O setlist do ARIRANG foi focado em baladas e músicas mais introspectivas do repertório do grupo, com arranjos orquestrais. Vídeos que viralizaram mostram V, Jimin e Jungkook entregando performances vocais emocionantes, mas com movimentos mínimos no palco. Para fãs acostumados com a sincronia impecável de "Idol" ou "Dynamite", a mudança de tom foi brusca. Será que a escolha artística foi mal compreendida, ou realmente houve uma falha de produção?
As acusações contra Bang Si Hyuk
Nos cantos mais fervorosos do fandom, a culpa recaiu sobre Bang Si Hyuk, o fundador da HYBE e uma figura paternal para os membros. Teorias sugerem que, com os membros focados em projetos solo e no serviço militar, a empresa estaria "poupando" os ídolos ou redirecionando recursos.
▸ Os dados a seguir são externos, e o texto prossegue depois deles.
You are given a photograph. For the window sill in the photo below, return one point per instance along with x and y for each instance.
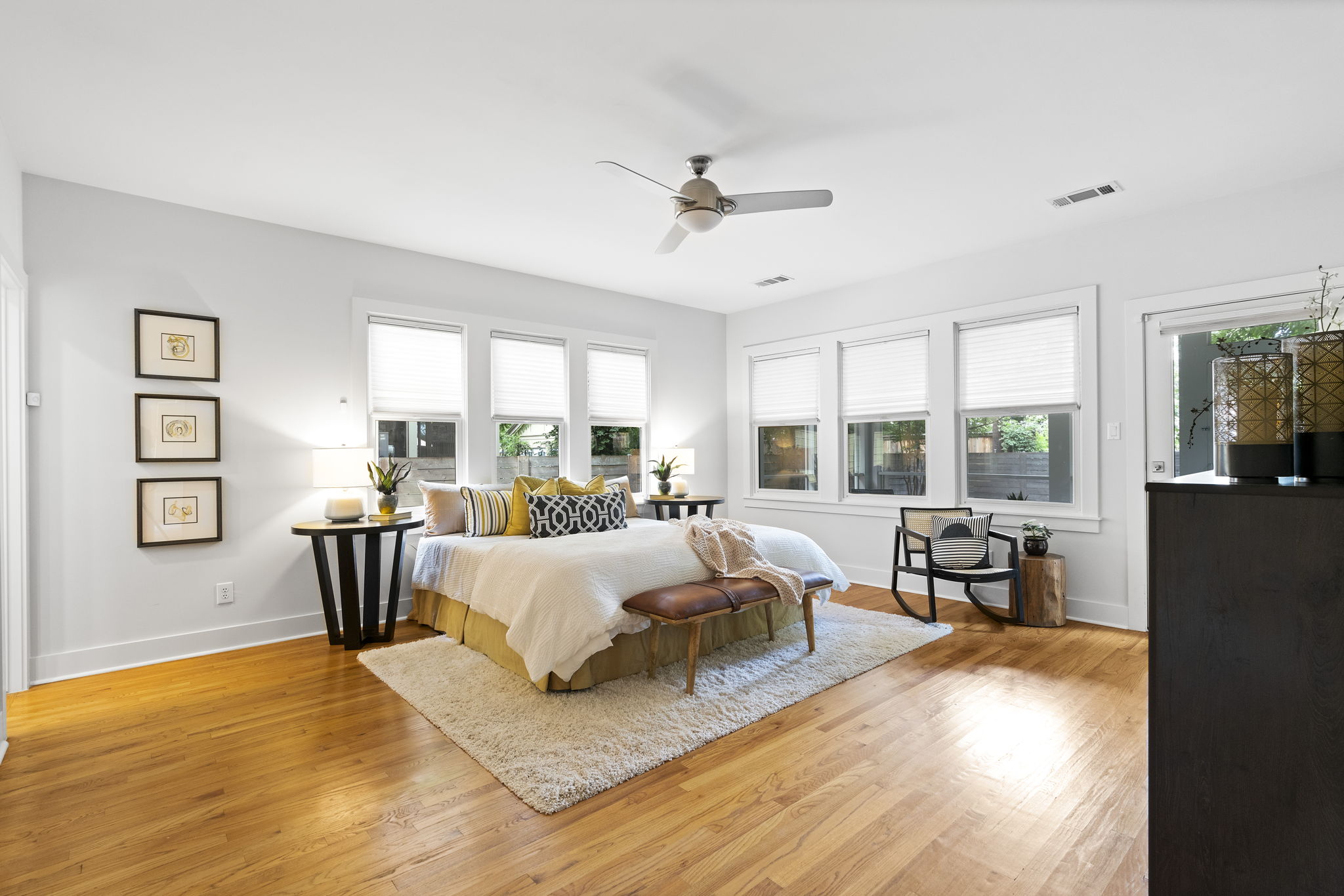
(1060, 521)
Outros apontam para uma possível tensão criativa entre a visão do grupo e a da empresa. É justo culpar uma única pessoa por uma decisão artística de um show?
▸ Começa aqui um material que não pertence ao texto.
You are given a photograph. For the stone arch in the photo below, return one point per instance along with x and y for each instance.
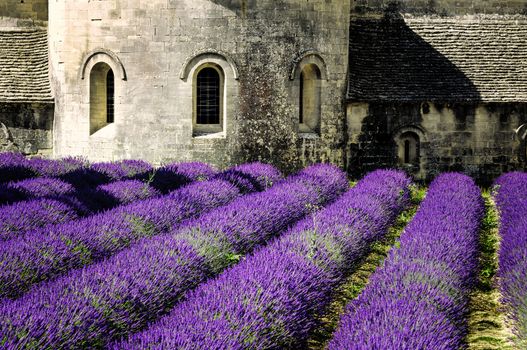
(409, 140)
(208, 111)
(103, 72)
(102, 96)
(305, 58)
(308, 72)
(102, 55)
(214, 56)
(228, 75)
(521, 132)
Enquanto isso, a HYBE se mantém em silêncio sobre as críticas, apenas republicando clipes oficiais do concerto. A discussão acendeu um debate mais antigo: até que ponto uma empresa de entretenimento deve ouvir seu fandom na hora de criar?
Um novo capítulo para o BTS ou um desvio de rota?
A mudança no estilo do ARIRANG não é um evento isolado. Olhando para os projetos solo mais recentes dos membros, é possível traçar uma linha comum: uma busca por maturidade artística e expressões mais pessoais. Jin com seu single "The Astronaut", Suga com sua turnê agressiva e introspectiva, e RM com seu álbum reflexivo "Indigo" apontam para uma direção. O concerto em Seul pode ser a primeira manifestação coletiva dessa nova fase pós-enlistment, onde a prioridade não é mais provar nada em termos de performance física, mas consolidar um legado musical.
No entanto, essa transição é delicada. Parte do ARMY se apaixonou pelo BTS justamente pela combinação explosiva de canto, rap e dança de alto nível. Substituir coreografias complexas por uma abordagem mais teatral e vocal pode parecer, para esses fãs, um retrocesso ou uma perda de identidade. A questão que fica é: uma evolução artística precisa necessariamente abandonar os pilares que construíram o sucesso? Ou será que o grupo está apenas explorando uma nova faceta, que poderá coexistir com as performances de dança no futuro?
O silêncio da HYBE e a voz do fandom
A estratégia de comunicação (ou a falta dela) da HYBE tem alimentado ainda mais a especulação. Em vez de abordar as críticas de frente com uma declaração sobre a direção criativa do ARIRANG, a empresa optou por uma postura padrão: destacar os momentos positivos através de suas próprias mídias. Essa lacuna de informação é preenchida pelo fandom, e não demorou para que teorias mais extremas ganhassem espaço.
Teoria da "Poupança": A ideia de que a empresa estaria "poupando" os membros para prolongar suas carreiras, especialmente considerando as lesões passadas de alguns integrantes e a exigência física do serviço militar.
Teoria do "Redirecionamento": A suspeita de que os melhores coreógrafos e produtores de palco da HYBE estariam sendo alocados para grupos mais novos, como LE SSERAFIM ou NewJeans, considerados o "futuro" da empresa.
Teoria do "Conflito Criativo": A crença de que os próprios membros, agora veteranos e com mais controle sobre suas carreiras, teriam escolhido esse formato, mas a empresa não soube comunicar essa mudança, deixando os fãs confusos.
Sem um posicionamento oficial, é difícil separar fato de ficção. O que fica claro é que o episódio escancara uma tensão latente no mundo do K-pop: o equilíbrio de poder entre a visão dos artistas, a estratégia das empresas e as expectativas, por vezes divergentes, do fandom. Acusar Bang Si Hyuk de "sabotagem" pode ser um exagero emocional, mas é um sintoma de uma frustração real sobre a falta de transparência.
Enquanto os preparativos para as próximas datas da turnê ARIRANG seguem, todos os olhos estarão em Seul. A próxima apresentação trará ajustes? A setlist será alterada? A reação dos fãs nesta primeira noite foi um alerta suficiente para que a HYBE e o BTS reavaliem a comunicação com o ARMY? O debate está aberto, e apenas os próximos passos do grupo — no palco e fora dele — trarão as respostas.